Under the FMLA, eligible employees can take up to 12 weeks of unpaid leave over the course of a 12-month period. Once the 12 weeks are up, the employee are legally allowed to return to his or her original job or its equivalent.
However, not all companies are covered by FMLA regulations, nor are all employees eligible for FMLA. In order to be covered by FMLA, an employer must currently have, or have had the previous year, 50 or more employees for 20 or more workweeks.
An employee for a company covered by FMLA can become eligible to take leave if they have worked at least 1,250 hours during a period of at least 12 months. They must also work in a place with or within 75 miles of a place with 50 or more employees.

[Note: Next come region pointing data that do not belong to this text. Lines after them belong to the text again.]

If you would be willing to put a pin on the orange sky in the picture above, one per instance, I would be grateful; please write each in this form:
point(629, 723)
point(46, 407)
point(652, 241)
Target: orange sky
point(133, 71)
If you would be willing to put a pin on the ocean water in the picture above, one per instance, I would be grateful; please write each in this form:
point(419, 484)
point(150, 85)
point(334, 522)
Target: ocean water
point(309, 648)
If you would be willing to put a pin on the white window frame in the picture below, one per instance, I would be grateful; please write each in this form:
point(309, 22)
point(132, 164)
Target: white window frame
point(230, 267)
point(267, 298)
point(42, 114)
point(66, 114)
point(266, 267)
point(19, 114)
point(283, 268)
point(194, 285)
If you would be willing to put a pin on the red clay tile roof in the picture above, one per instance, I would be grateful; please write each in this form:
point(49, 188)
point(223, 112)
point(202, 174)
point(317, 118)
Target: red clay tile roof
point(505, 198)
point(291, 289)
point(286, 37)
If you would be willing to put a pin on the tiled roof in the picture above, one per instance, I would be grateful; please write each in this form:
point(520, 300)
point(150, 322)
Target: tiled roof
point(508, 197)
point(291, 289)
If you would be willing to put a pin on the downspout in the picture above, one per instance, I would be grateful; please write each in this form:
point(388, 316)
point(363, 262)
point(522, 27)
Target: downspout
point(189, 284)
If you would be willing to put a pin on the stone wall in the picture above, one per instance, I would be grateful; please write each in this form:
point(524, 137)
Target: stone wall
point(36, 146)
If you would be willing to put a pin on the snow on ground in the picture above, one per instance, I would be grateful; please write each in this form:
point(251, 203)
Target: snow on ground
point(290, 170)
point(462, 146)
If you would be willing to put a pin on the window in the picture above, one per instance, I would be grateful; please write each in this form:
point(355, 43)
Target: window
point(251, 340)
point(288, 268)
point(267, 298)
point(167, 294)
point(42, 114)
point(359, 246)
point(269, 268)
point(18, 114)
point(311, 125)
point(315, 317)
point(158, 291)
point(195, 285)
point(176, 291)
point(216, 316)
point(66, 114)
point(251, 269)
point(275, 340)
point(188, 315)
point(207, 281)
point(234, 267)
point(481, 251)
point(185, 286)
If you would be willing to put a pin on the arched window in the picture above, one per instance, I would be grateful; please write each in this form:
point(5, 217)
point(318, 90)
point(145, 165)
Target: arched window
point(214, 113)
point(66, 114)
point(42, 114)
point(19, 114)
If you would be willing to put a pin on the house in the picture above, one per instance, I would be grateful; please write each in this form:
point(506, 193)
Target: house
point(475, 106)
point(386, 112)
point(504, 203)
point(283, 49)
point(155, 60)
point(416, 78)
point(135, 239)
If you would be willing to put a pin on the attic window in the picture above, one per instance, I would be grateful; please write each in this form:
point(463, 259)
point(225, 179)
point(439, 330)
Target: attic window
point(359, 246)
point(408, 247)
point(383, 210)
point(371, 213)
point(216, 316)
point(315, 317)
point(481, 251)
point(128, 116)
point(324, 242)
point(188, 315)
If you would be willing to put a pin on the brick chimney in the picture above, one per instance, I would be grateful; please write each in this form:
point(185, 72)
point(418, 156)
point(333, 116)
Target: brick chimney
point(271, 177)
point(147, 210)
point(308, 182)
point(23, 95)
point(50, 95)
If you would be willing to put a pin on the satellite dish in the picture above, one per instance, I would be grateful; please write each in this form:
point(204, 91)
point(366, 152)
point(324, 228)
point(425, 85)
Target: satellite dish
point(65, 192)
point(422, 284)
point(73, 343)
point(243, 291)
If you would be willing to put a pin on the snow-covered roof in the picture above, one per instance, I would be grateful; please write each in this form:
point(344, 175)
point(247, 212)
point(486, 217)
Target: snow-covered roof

Employers are required to grant FMLA leave to employees with newborn children or newly adopted or foster children, employees with serious health conditions and employees who must care for an immediate family member with a serious health condition. Employers must also grant up to 26 weeks of FMLA leave to any employee with a, “qualifying exigency” arising out of active duty for service members.
Employees must make a reasonable effort to give their employer 30 days’ notice of their intent to take leave and provide their employer with information about their situation so that the employer can determine whether their situation qualifies for FMLA leave. Accordingly, if an employer prevents one from taking FMLA leave they are entitled to take, or if an employer allows an employee to take FMLA leave and fails to allow them to return to work afterwards, there may be a legitimate FMLA based claim against the employer.